Bavarian Upheaval Head of Conservative CSU Party Resigns

Bavaria's dominant party, the Christian Social Union, fared poorly in state elections on Sunday. On Tuesday, party boss Erwin Huber resigned. The CSU's loss of its absolute majority in the state parliament signals the end of an era for a decades-long dynasty.

For decades, Bavaria's Christian Social Union seemed more like a royal family than a political party. The leadership may have changed, but the reins of power tended to remain in the family, being handed from one carefully groomed successor to the next.

But from the moment the polls closed on Sunday evening following state parliamentary elections, it took less than 48 hours for the dynasty to come crashing down.
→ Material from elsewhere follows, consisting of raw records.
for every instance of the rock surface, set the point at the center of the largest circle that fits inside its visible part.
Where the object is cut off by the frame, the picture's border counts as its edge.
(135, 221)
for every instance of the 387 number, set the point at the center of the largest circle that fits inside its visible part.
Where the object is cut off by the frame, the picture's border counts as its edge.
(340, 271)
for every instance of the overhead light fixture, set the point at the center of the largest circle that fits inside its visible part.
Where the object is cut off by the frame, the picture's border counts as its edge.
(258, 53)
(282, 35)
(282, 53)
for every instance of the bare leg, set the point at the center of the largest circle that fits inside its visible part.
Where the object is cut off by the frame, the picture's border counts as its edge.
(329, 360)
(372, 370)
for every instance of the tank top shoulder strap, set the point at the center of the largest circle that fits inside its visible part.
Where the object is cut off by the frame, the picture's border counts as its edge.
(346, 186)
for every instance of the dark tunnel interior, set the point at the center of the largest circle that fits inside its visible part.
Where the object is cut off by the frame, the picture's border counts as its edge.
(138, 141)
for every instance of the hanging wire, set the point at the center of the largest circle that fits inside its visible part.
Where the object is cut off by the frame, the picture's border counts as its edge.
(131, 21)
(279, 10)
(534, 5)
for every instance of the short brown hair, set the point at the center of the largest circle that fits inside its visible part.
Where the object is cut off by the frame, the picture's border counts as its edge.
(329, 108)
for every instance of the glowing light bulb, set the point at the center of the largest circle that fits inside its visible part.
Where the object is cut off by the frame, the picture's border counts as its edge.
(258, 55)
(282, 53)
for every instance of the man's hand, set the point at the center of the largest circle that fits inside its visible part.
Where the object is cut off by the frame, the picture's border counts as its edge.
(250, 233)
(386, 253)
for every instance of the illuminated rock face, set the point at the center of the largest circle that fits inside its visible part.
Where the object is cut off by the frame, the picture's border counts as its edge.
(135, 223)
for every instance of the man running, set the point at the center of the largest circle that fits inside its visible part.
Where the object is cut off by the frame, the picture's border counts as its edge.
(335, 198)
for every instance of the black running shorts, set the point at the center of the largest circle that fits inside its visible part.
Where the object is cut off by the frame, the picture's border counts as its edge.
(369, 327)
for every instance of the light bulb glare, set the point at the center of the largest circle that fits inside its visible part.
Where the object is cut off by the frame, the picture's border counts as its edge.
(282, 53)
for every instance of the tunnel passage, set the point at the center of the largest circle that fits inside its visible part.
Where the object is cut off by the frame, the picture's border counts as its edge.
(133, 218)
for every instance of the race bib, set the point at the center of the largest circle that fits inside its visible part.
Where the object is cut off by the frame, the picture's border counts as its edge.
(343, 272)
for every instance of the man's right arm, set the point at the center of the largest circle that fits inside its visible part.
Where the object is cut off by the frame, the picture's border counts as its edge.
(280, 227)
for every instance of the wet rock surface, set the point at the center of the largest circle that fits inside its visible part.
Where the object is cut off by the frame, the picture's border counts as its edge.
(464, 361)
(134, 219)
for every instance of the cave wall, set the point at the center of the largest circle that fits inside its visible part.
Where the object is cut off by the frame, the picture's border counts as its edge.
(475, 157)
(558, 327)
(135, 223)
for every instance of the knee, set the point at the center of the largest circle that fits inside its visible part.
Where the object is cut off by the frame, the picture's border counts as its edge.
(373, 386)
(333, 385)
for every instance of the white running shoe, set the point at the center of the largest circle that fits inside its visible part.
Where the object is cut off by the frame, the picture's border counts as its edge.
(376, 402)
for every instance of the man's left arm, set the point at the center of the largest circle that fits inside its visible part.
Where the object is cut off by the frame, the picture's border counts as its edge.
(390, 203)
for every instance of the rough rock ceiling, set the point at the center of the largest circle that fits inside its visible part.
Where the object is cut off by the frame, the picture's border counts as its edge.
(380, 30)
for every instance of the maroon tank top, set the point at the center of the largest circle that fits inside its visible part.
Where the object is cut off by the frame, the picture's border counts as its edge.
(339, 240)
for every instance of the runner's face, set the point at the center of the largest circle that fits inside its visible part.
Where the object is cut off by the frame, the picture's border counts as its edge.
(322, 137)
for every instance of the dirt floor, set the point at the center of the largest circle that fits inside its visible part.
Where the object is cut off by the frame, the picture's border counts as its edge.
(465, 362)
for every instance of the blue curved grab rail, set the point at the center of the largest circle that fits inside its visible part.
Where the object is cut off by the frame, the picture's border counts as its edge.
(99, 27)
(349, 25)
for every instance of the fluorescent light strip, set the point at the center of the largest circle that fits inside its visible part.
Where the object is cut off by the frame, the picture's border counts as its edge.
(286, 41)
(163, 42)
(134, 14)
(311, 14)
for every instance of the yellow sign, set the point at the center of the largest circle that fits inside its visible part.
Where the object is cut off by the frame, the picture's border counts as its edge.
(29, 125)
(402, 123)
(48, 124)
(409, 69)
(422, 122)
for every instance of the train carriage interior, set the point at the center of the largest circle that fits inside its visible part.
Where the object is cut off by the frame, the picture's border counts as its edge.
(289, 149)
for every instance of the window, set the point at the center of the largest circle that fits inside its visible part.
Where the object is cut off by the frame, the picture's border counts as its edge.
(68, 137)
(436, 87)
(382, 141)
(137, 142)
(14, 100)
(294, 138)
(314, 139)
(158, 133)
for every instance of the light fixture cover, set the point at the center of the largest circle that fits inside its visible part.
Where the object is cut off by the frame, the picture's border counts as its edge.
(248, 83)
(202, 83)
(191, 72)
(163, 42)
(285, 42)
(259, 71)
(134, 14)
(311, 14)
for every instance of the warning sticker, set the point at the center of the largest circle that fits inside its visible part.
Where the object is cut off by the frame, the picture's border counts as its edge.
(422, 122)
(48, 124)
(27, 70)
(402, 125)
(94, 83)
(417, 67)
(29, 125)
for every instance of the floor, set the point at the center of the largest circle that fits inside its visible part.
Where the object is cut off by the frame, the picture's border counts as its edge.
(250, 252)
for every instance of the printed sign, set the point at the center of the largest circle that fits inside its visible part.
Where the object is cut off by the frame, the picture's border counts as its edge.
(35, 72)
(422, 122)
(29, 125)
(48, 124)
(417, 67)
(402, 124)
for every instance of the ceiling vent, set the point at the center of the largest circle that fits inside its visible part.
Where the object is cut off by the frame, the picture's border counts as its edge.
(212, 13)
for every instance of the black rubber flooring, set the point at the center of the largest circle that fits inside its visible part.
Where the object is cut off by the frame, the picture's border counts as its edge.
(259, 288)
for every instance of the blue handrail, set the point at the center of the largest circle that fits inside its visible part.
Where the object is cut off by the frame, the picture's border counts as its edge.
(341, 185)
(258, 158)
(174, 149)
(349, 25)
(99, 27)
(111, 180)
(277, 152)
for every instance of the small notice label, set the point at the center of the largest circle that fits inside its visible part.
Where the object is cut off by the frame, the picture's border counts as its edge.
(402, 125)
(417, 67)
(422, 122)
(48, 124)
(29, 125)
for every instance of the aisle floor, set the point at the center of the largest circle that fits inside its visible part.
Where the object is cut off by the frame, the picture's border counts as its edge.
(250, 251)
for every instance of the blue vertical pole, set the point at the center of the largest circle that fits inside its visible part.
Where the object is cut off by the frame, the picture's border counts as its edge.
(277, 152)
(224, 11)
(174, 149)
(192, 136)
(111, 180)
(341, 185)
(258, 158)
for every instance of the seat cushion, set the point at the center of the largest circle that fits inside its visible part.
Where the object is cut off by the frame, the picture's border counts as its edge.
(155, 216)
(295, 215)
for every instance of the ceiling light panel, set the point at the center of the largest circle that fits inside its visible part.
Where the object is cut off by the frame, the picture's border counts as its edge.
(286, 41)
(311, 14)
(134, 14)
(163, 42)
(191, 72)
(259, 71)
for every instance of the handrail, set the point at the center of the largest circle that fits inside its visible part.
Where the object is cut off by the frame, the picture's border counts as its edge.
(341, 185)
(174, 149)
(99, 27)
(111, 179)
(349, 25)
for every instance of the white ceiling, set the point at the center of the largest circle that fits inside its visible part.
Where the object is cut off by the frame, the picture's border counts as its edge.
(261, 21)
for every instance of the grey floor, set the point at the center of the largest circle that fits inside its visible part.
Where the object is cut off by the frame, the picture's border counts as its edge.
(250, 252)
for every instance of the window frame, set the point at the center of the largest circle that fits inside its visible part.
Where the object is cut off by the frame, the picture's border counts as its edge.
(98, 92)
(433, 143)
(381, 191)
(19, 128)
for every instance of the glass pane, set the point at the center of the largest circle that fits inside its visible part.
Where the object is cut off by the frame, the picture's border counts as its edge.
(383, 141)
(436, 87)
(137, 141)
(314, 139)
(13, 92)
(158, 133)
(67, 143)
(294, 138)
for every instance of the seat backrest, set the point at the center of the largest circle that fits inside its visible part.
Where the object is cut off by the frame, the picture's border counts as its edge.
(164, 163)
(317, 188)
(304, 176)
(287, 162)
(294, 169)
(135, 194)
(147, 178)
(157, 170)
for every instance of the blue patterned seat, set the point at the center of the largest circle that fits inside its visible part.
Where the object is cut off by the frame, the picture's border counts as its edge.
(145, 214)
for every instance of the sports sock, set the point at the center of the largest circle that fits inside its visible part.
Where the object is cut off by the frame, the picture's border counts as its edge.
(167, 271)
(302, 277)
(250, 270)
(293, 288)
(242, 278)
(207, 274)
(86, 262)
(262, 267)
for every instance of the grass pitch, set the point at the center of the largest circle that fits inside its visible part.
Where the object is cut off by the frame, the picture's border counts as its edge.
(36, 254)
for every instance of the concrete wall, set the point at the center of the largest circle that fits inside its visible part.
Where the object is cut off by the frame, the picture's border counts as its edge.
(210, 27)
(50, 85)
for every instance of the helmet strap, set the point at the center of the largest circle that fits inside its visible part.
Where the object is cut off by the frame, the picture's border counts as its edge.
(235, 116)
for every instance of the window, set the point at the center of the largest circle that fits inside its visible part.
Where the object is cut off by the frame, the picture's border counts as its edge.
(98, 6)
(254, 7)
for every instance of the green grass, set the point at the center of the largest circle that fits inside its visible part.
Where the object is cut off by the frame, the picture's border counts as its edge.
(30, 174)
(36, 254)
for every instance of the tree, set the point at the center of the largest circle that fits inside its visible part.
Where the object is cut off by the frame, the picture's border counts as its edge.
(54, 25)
The CSU managed 43.4 percent of the vote, but as impressive as that total may look from the outside, it is a far cry from the absolute majority to which the party has become accustomed. On Tuesday, party chair Erwin Huber announced he was resigning, effective in late October when the party -- the Bavarian sister to Chancellor Angela Merkel's conservative Christian Democratic Union -- comes together to discuss the way forward.

"I will make my position as chair of the CSU available," Huber told reporters on Tuesday. The move, said Huber, who was in office for just 13 months, was intended "to make way for a renewal at the top of the party."

In addition to Huber, CSU General Secretary Christine Haderthauer will likewise be stepping down. And pressure is growing for Bavarian Governor Günther Beckstein to take his share of responsibility for the party's election-day debacle. Party leaders say that Federal Agriculture Minister Horst Seehofer will jump into the void left by Huber's departure.

The change is one which promises to dramatically alter the party. For decades, the CSU has reigned virtually unopposed in Bavaria. As recently as 2003, the CSU won more than 60 percent of the state vote. Prior to Sunday, the party had enjoyed an absolute majority since 1962.

That domination had led to an orderly and largely preordained succession in the party leadership. CSU don Franz Josef Strauss, who led the party from 1961 to 1988, handed the baton to Theo Waigel before Edmund Stoiber, groomed as a young politician by Strauss, rose to the top. When Stoiber resigned amid growing criticism in 2007, long-time party honcho Huber slipped into the office behind him -- the result of an agreement between Huber and Beckstein that was kept secret from Seehofer.

Huber did what he could to modernize the party in his brief stint at the top. In his resignation speech on Tuesday, he spoke of his attempts to promote younger members and to give women more positions of leadership within the CSU. But he and Beckstein also presided over a period of uncharacteristically shaky leadership which saw the Bavarian state bank BayernLB post €4.3 billion writedowns in April and the cancellation of a high-profile magnetic-levitation train line from the Munich airport to the train station this spring.

And now, it looks as though Seehofer will be the one to guide the party into a new era. Younger party members have let it be known that they will expect even more opportunities to advance into the party's upper echelons. More than that, though, the new CSU leadership will have to find a way to deal with a political challenge it has been able to avoid for more than four decades: a coalition government and a functioning opposition.